Sunoに公開されている曲は「Deep down in Louisiana close to New Orle(ルイジアナ州の奥深く、ニューオーレに近い)」というタイトルで、「1950年代のロックンロール、リズム&ブルース、12小節のブルース、ロカビリー、エネルギッシュな男性、ヴォーカリスト、シンガー・ギタリスト」というスタイル指定で行われています。そして、原曲の特徴的なサビの部分「Go Johnny, go, go」がほぼ同じ旋律が再現されていると説明しています。実際、2つの曲を聞いてみても、特にサビの部分は非常に似た印象を受けます。他にも5曲が紹介されており、録音物を取り込んでいることの証明であると主張しています。
そのうえで、Sunoは自社の学習の正当性の根拠として、米著作権法で認められているフェアユースを主張していますが、その適応対象にならないとしています。
「合衆国法典第17編第107条に規定されるフェアユースの原則は、『批評、コメント、報道、教育、……学術、研究』を含む、フェアユースとして認められる可能性のある利用形態の例を示している。
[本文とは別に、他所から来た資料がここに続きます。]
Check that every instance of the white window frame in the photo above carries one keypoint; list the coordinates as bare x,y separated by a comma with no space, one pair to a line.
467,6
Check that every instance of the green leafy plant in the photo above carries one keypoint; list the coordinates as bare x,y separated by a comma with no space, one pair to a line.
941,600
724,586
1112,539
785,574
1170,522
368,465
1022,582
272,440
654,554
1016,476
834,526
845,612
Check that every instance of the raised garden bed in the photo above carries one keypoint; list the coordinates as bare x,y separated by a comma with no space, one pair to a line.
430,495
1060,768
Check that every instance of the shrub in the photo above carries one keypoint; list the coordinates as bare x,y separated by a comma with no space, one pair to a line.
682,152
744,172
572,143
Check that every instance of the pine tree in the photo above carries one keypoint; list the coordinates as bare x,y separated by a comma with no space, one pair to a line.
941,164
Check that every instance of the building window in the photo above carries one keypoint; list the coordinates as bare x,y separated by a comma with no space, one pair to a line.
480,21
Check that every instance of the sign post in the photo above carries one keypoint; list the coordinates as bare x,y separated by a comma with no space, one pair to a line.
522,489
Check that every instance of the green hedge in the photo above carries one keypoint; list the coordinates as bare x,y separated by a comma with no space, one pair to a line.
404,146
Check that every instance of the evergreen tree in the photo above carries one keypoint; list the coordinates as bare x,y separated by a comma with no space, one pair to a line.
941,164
これらの典型的な公正利用は、『文学、音楽、その他の芸術』の公の利用可能性を確保するという方針を反映したものであり、他の人間がこれらの作品を利用して新たな作品を創造することができるようにするものである」(訴状 P.25)
Sunoが無数の録音物を大量にコピーすることはこうした目的のいずれにもかなわないとしており、さらに、商業目的利用を最初から目指していることが「適格ではない」とも論じています。